Festakt verbindet Tradition, gesellschaftliches Engagement und neue Perspektiven für die Versorgung im rechtsrheinischen Köln

Köln-Deutz. Mit einem Festakt hat das Eduardus-Krankenhaus sein 100-jähriges Bestehen gewürdigt und dabei deutlich gemacht, dass dieses Jubiläum weit mehr ist als ein historischer Meilenstein. Es ist die Geschichte eines Hauses, das seit einem Jahrhundert Verantwortung für exzellente Medizin und Pflege übernimmt. Am 16. März 1926 nahm das Krankenhaus seinen Betrieb auf, ermöglicht durch die Initiative des Kölner Bürgers Eduard Custodis. Hundert Jahre später, fast auf den Tag genau, begann die offizielle Jubiläumsfeier mit einem Wortgottesdienst in St. Heribert in Köln-Deutz. Im benachbarten katholischen Pfarrzentrum trafen sich Vertreterinnen und Vertreter aus Politik und Gesundheitswesen, Partner aus der Josefs-Gesellschaft, befreundete Unternehmen sowie viele Mitarbeitende, die das Haus heute prägen.
Geschäftsführer Frank Dünnwald eröffnete die Veranstaltung mit einem Rückblick, der zugleich eine Standortbestimmung war. 100 Jahre Eduardus, so Dünnwald, bedeuteten 100 Jahre Verantwortung und vor allem ein Jahrhundert gelebter Hoffnung. „Für unzählige Menschen war und ist dieses Haus ein Ort, an dem Hoffnung auf Gesundheit Wirklichkeit wird“, betonte er.

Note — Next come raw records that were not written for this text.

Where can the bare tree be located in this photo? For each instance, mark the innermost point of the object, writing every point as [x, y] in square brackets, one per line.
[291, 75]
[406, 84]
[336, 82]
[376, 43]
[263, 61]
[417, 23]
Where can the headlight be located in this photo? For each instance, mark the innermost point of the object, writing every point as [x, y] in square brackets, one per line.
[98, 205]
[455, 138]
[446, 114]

Zugleich erinnerte er an die Kraft bürgerschaftlichen Engagements des Kölner Architekten Eduard Custodis, der das Grundstück für das Krankenhaus zur Verfügung stellte und somit wortwörtlich den Grundstein legte. Ein Beispiel dafür, wie gesellschaftliche Verantwortung konkrete Versorgung schafft.
Auch aus der Politik wurde diese Rolle gewürdigt. NRW-Gesundheitsminister Karl-Josef Laumann lobte in einer Videobotschaft die kontinuierlich hohe Qualität der medizinischen Versorgung des Eduardus-Krankenhauses. Kölns Bürgermeisterin Teresa De Bellis-Olinger hob insbesondere die Bedeutung des Eduardus für die rechtsrheinische Gesundheitsversorgung hervor und dankte für die verlässliche Arbeit über Generationen hinweg.
Stephan Prinz, Vorstand der Josefs-Gesellschaft, spannte den historischen Bogen noch weiter zurück: Bereits 1909 hat der Gründer der Kölner Josefs-Gesellschaft, Heinrich Sommer, die Vision einer „Deutzer Klinik“ verfolgt. Daraus ist 1926 die „Chirurgisch-orthopädische Anstalt“ entstanden, der Ursprung des heutigen Krankenhauses. Die Verbindung zwischen Träger und Krankenhaus ist deshalb bis heute eine besonders enge.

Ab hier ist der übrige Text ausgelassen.